Sauron avait supporté les reproches sans broncher, serrant les dents et se préparant à une éventuelle torture. Mais il sentait son armure peser lourd sur ses épaules. Etre lieutenant de Morgoth n'était pas toujours une tâche plaisante. Pour un spectateur extérieur, la scène avait un petit quelque chose de comique, et en même temps renforçant la tension qui régnait déjà. D'un côté, Morgoth, assis mais qui dans sa fureur pourrait se lever d'un bond, sa couronne désormais incomplète (et légèrement de travers) sur ses longs cheveux noirs. Ses yeux sombres brillaient comme des charbons ardents sur son visage scarifié, et ses mains brûlées tapaient parfois contre les accoudoirs de son trône. En face, Sauron se tenait droit, impassible comme la rigueur militaire l'exigeait. Morgoth aurait très bien pu crier contre une planche de bois qu'il obtiendrait la même réaction.

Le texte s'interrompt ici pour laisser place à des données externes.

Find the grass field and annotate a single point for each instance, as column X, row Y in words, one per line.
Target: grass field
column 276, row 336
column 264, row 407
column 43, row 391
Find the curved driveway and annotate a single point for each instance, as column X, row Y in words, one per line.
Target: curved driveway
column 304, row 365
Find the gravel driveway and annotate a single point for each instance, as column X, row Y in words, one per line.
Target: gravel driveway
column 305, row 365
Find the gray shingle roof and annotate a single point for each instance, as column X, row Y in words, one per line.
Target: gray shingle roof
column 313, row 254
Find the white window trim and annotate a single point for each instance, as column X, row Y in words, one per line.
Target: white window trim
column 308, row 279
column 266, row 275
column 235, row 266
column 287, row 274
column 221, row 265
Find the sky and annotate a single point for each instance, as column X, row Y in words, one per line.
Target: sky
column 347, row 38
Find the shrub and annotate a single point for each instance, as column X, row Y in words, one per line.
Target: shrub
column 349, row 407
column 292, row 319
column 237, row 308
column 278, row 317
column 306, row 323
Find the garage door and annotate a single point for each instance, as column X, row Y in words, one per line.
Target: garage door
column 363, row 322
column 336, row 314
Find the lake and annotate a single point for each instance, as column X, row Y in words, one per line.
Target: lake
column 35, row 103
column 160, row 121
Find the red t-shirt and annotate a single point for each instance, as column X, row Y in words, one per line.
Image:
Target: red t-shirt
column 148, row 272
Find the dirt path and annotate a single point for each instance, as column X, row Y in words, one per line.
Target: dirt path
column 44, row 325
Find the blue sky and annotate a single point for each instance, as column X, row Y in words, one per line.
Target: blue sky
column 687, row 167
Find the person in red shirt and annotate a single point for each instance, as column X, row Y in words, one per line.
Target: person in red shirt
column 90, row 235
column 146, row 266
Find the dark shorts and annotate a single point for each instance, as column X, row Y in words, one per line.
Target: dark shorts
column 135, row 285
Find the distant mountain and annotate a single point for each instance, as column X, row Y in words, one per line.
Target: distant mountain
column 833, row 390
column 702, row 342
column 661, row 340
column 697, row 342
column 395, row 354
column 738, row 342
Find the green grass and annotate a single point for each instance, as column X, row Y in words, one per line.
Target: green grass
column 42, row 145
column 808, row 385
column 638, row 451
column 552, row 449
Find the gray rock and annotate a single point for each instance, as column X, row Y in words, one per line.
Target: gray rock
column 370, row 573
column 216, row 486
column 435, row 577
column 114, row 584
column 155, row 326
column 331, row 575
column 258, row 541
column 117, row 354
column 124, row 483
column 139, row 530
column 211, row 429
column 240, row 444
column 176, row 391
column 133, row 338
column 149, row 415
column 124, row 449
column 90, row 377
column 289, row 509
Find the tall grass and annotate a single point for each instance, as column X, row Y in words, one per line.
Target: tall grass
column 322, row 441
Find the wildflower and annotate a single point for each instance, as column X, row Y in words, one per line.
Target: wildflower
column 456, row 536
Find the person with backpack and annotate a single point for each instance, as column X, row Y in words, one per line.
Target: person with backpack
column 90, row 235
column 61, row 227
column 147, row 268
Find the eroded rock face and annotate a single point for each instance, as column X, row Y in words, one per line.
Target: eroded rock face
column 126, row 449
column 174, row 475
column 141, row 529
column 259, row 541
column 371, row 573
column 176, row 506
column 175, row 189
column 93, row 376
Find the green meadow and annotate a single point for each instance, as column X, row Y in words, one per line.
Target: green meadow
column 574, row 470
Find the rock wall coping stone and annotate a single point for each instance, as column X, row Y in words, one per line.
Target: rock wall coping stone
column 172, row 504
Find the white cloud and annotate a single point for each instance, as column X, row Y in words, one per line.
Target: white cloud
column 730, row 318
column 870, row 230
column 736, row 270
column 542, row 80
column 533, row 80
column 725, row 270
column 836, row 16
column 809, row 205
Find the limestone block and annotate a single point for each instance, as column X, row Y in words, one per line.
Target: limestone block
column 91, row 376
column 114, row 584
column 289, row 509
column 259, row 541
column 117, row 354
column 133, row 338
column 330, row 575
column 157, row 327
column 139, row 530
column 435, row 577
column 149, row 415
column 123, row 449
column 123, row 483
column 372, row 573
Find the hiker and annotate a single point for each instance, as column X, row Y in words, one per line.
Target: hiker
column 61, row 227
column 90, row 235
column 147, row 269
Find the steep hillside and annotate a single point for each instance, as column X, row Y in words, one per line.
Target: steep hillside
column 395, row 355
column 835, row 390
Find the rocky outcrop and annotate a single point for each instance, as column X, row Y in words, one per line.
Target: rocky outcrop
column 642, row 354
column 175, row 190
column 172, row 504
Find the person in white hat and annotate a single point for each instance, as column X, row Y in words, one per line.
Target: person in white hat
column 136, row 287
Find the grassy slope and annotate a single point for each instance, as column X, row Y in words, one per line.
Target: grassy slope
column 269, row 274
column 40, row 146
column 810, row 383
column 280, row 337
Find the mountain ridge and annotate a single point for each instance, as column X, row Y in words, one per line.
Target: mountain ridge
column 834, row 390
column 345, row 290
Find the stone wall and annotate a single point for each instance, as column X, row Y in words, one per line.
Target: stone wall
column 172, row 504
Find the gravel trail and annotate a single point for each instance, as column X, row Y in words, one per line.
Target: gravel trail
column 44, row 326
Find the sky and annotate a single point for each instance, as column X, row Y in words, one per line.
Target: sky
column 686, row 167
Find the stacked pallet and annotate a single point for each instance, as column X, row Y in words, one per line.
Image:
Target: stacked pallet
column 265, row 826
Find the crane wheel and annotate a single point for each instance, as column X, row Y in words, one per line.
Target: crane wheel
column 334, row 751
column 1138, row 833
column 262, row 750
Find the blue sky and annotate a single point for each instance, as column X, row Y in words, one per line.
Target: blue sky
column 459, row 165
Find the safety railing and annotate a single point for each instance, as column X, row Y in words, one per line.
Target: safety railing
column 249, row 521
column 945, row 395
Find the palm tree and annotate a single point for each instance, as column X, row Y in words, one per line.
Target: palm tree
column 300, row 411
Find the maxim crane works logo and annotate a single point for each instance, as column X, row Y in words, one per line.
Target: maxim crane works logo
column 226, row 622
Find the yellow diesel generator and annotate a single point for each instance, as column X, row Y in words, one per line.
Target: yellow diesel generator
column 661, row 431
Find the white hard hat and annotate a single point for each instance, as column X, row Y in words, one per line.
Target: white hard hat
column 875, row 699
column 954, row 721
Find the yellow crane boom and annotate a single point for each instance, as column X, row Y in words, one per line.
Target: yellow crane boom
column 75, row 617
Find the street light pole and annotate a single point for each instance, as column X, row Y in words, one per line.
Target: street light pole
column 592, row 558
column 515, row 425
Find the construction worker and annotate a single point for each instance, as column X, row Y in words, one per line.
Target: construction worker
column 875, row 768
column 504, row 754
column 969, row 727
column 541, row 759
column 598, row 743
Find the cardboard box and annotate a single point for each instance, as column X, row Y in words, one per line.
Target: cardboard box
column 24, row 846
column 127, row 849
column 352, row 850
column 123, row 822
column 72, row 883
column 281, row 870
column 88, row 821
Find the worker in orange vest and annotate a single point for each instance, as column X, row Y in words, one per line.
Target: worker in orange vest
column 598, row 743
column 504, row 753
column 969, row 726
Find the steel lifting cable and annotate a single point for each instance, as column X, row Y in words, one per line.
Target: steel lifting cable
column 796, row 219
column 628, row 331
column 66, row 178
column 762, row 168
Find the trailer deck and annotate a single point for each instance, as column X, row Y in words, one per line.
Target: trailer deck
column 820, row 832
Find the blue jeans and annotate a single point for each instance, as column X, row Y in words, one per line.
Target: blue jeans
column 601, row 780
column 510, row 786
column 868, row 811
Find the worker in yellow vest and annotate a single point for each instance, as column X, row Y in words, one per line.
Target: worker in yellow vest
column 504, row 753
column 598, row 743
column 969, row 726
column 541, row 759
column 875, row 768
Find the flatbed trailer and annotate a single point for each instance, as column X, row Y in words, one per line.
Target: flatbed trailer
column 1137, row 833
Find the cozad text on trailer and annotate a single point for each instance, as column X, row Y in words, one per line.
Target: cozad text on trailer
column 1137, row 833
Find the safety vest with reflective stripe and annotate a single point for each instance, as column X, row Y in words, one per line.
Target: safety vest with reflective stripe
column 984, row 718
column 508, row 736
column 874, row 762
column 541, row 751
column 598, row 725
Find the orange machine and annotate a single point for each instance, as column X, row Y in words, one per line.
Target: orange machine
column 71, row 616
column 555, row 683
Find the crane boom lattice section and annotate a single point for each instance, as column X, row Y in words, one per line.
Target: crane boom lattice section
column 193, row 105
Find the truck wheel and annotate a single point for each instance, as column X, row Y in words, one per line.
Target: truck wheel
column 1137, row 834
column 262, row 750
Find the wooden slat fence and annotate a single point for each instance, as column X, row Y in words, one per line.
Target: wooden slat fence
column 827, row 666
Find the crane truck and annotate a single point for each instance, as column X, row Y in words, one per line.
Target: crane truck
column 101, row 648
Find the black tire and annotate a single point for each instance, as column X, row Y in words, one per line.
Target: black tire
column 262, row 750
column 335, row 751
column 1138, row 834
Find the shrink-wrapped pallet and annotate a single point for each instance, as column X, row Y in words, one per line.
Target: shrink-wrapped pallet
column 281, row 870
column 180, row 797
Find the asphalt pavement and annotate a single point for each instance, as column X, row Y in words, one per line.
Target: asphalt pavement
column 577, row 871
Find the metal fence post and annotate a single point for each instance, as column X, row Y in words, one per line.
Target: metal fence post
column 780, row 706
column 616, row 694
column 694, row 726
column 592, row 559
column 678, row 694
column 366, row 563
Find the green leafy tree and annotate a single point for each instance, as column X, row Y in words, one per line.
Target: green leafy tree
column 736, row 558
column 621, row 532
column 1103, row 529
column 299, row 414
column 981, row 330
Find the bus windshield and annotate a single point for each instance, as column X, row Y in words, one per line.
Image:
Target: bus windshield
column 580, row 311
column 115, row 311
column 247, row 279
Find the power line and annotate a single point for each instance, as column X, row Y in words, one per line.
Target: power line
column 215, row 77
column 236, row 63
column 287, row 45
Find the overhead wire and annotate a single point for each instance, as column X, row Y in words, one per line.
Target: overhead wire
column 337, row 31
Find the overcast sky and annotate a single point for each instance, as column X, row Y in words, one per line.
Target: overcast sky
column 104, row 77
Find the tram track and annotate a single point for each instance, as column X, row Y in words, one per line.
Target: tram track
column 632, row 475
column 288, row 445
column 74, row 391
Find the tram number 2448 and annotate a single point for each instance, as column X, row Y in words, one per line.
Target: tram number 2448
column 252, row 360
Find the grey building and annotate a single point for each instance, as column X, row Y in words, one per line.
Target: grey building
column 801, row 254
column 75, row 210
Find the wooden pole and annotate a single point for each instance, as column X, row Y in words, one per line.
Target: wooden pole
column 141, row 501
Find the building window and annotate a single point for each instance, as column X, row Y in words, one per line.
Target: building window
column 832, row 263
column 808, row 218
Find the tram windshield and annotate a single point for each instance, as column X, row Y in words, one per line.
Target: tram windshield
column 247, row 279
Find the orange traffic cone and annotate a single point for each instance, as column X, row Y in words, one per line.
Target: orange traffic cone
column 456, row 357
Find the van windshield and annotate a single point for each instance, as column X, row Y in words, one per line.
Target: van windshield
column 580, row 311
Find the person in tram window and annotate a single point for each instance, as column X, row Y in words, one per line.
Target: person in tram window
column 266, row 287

Après avoir longuement réprimandé Sauron, c'était au tour d'Ellara. En voyant la belle brune entrer dans la salle, aussi impassible et presque méprisante, le Vala eut envie de la gifler. La sorcière, sous sa forme vampirique qui lui valait le surnom de Thuringwethil, avait abandonné ses ailes à Luthien. Comment une magicienne aussi puissante qu'elle avait pu perdre le combat aussi facilement, permettant à son adversaire d'atteindre son but ? Et surtout, pourquoi ? S'il avait eu une once d'optimisme dans cette affaire, Morgoth aurait comprit avoir retenu une leçon : toujours se méfier des femmes qui lui proposent leurs services. Onze ans auparavant, il avait accepté Ellara à ses côtés, et durant les deux premières années, tenté de la séduire, sans succès. Il avait bien voulu être patient, se dire qu'elle était tellement plongée dans son travail, ses potions et sortilèges qu'elle ne pouvait comprendre ses tentatives. Puis il l'avait envoyée accompagner Sauron dans la conquête de Tol Sirion. Dans sa vanité et son ignorance des vrais sentiments, il n'avait pas prévu que son lieutenant gagne le cœur de la sorcière devenue immortelle. S'il prenait vraiment le temps d'analyser ses pensées en cet instant, il saurait que sa colère envers la magicienne était plus due au fait qu'elle partage ses nuits avec un autre plutôt qu'à son échec. Ces Humains…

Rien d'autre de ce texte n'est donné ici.